A Beweisverbote do sistema alemão
Ao que tudo indica, foi o sistema alemão com a sua Beweisverbote (prova proibida) que, ao lado do sistema norte-americano, mais desenvolveu este temário.
No sistema Norte-Americano, como enfatizado, as exclusionary rules aparecem para que o Estado possa se contrapor à atuação abusiva por parte do órgão de persecução – polícia, e com o intuito de evitar a repetição de atuação que atente contra os direitos e garantias individuais, principalmente referentes à IV e XIV emendas constitucionais, respectivamente concernentes aos preceitos relativos às buscas e apreensões e ao devido processo legal. Trata-se portanto de instituto nascido e desenvolvido voltado para o âmbito exclusivamente processual. Pretende-se com isto através da aplicação das exclusionary rules atingir a prevenção e também a repressão das atitudes ilegais e abusivas da Polícia quando esta, por intermédio de seus agentes atuar em contrário às chamadas unreasonable searches and seizures. São, em última análise, respostas a abusos por ela praticados, e portanto idealizadas e desenvolvidas a partir dos casos práticos, consistindo por assim dizer, segundo a doutrina, no único meio eficaz de coibir os abusos e garantir a disciplina na atividade policial.

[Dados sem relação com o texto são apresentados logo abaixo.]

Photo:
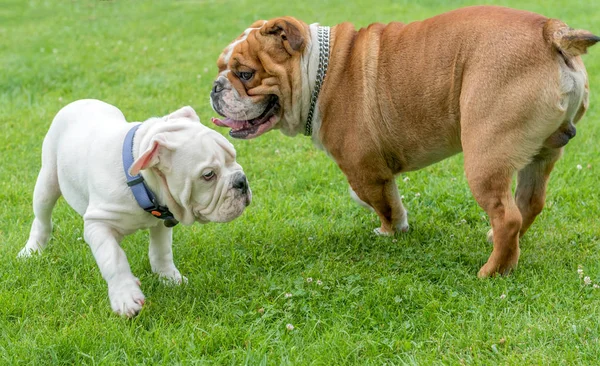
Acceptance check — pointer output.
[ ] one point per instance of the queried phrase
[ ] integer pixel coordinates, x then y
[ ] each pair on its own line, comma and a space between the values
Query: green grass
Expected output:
413, 299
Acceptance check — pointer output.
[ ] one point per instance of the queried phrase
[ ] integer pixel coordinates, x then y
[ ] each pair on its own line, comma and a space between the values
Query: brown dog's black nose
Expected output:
240, 182
217, 86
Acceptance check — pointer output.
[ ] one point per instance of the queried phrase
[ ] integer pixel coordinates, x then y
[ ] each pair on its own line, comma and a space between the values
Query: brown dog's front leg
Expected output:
382, 195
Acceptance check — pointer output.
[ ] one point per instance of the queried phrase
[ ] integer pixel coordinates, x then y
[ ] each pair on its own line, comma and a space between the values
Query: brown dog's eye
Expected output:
208, 175
246, 75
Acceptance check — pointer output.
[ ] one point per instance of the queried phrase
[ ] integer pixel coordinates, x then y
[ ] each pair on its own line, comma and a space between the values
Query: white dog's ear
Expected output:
149, 158
185, 112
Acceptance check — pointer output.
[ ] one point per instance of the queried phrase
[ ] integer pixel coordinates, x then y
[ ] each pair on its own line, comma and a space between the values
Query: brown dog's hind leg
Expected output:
531, 185
490, 183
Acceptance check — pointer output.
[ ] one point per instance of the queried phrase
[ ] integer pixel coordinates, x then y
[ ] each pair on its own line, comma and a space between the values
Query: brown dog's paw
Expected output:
491, 268
381, 232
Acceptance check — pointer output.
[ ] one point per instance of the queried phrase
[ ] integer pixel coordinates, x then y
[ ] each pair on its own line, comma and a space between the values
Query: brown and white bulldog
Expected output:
503, 86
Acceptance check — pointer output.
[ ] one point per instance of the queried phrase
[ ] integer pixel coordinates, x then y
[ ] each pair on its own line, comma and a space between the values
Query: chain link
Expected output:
323, 39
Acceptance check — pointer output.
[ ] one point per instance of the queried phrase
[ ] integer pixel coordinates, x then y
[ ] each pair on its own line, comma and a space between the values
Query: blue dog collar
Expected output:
143, 195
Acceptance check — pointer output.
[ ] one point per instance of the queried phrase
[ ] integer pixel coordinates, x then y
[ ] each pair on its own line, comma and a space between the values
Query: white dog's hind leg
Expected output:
160, 254
126, 297
45, 194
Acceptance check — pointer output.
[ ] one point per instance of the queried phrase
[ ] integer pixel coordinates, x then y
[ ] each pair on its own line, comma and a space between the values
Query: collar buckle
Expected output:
323, 39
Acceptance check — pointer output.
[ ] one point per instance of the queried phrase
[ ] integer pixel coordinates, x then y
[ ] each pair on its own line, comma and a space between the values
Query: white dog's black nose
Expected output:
240, 182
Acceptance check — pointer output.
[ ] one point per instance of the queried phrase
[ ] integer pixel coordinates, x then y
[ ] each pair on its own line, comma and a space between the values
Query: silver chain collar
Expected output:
323, 39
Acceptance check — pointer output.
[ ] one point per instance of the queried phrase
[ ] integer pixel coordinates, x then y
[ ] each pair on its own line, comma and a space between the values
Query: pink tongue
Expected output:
228, 122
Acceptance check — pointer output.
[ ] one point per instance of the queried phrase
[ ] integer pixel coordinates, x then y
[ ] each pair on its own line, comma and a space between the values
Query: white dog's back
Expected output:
72, 136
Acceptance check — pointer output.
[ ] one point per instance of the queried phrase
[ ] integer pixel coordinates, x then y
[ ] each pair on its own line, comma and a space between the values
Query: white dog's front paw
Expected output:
172, 278
126, 297
401, 227
28, 251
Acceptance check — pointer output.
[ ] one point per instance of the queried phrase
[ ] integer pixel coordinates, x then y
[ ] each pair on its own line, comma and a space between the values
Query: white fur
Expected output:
81, 159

Já a chamada Beweisverbote tem origem e desenvolvimento diverso, havendo sido projetada a partir de estudo e desenvolvimento lógico e eminentemente teórico, alicerçado nos direitos individuais – materiais constitucionais dos cidadãos, sobretudo com o intuito de protegê-los (Rechtstaatlichkeit), e visando uma construção sistemática do direito das proibições de prova. Tem estrutura baseada fundamentalmente na proteção da dignidade humana, do livre desenvolvimento da personalidade, da inviolabilidade do segredo de correspondência, das telecomunicações e do domicílio. São, por assim dizer, meios processuais de imposição da tutela do direito material, buscando a prevenção da danosidade social garantida pela preservação dos bens jurídicos individuais constitucionais. Diferentemente das exclusionary rules, não busca a prevenção pela repressão; mas sim a análise do caso concreto em termos comparativos com as situação de direito e garantia individual que se procurou proteger, em evidente análise de valoração. É o que na verdade os alemães chamam de Princípio da Proporcionalidade Constitucional, ou Verhältnismaßigkeitsgrundsatz. Significa dizer que em análise comparativa de âmbito constitucional – violação/proteção de direito, há que se aferir qual tem maior peso para então se viabilizar a conclusão a respeito da proibição ou não da apresentação e apreciação da prova em Juízo.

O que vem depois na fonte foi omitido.